MacLellan Jeffrey D, Arnold Susan A, Dave Aditya C, Hunt Matthew A, Pluhar G Elizabeth
J Am Vet Med Assoc. 2018 Jan 1;252(1):98-102. doi: 10.2460/javma.252.1.98.
OBJECTIVE To assess the relationship between preoperative volume of primary intracranial gliomas in dogs as determined via MRI and survival time after surgical debulking and adjunctive immunotherapy. DESIGN Retrospective cohort study. ANIMALS 47 client-owned dogs enrolled in clinical trials regarding glioma treatments. PROCEDURES Medical records of all dogs undergoing craniotomy at the University of Minnesota Veterinary Medicine Center with histologically confirmed glioma between 2008 and 2015 were retrospectively reviewed, and outcome data were collected. Preoperative T2-weighted or post-gadolinium administration T1-weighted MRI scans, performed at several referral institutions with scanners of magnet strengths ranging from 0.5 to 3.0 T, were used to measure tumor volumes as a percentage of total calvarial volume. Data were analyzed to assess the effect of each 2% fraction of tumor volume on median survival time (MST) after surgery and adjuvant treatment. RESULTS Tumor volumes ranged from 0.5% to 12.2% of total intracranial volume. Overall MST was 185 days (range, 2 to 802 days). No association was identified between preoperative tumor volume and MST. Only 3 (6%) dogs had low-grade tumors that had relatively small volumes, measuring 1.4%, 2.1%, and 4.3% of total calvarial volume. The MST for these 3 dogs (727 days) was longer than that for high-grade tumors (174 days); however, owing to the low number of dogs with low-grade tumors, no statistical comparison was performed. CONCLUSIONS AND CLINICAL RELEVANCE Preoperative tumor volume determined via MRI was neither associated with nor predictive of outcome following surgery and adjunctive treatment for dogs with glioma. Tumor grade was predictive of outcome, but unlike tumor volume that was measured with MRI, invasive biopsy was necessary to definitively diagnose tumor grade.

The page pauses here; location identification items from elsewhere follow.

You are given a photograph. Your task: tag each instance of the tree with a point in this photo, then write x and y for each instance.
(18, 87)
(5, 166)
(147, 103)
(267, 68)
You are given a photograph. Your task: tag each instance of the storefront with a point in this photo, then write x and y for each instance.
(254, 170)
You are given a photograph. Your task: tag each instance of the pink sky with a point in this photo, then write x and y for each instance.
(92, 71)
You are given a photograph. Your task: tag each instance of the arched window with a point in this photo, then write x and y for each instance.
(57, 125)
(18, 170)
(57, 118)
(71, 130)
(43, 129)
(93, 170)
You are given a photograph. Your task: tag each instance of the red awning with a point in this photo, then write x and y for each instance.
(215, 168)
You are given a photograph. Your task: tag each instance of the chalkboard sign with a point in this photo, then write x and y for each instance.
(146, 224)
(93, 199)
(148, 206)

目的 评估通过MRI测定的犬原发性颅内胶质瘤术前体积与手术减压及辅助免疫治疗后的生存时间之间的关系。 设计 回顾性队列研究。 动物 47只参加胶质瘤治疗临床试验的客户拥有的犬。 程序 回顾性审查了2008年至2015年在明尼苏达大学兽医学院接受开颅手术且组织学确诊为胶质瘤的所有犬的病历,并收集了结局数据。在几个转诊机构使用磁场强度范围为0.5至3.0 T的扫描仪进行的术前T2加权或钆增强后T1加权MRI扫描,用于测量肿瘤体积占总颅骨体积的百分比。分析数据以评估肿瘤体积每增加2%对手术和辅助治疗后中位生存时间(MST)的影响。 结果 肿瘤体积占颅内总体积的0.5%至12.2%。总体MST为185天(范围为2至802天)。术前肿瘤体积与MST之间未发现关联。只有3只(6%)犬患有低级别肿瘤,体积相对较小,分别占总颅骨体积的1.4%、2.1%和4.3%。这3只犬的MST(727天)长于高级别肿瘤犬(174天);然而,由于低级别肿瘤犬数量较少,未进行统计学比较。 结论及临床意义 通过MRI测定的术前肿瘤体积与犬胶质瘤手术及辅助治疗后的结局既无关联也不能预测。肿瘤级别可预测结局,但与通过MRI测量的肿瘤体积不同,明确诊断肿瘤级别需要进行侵入性活检。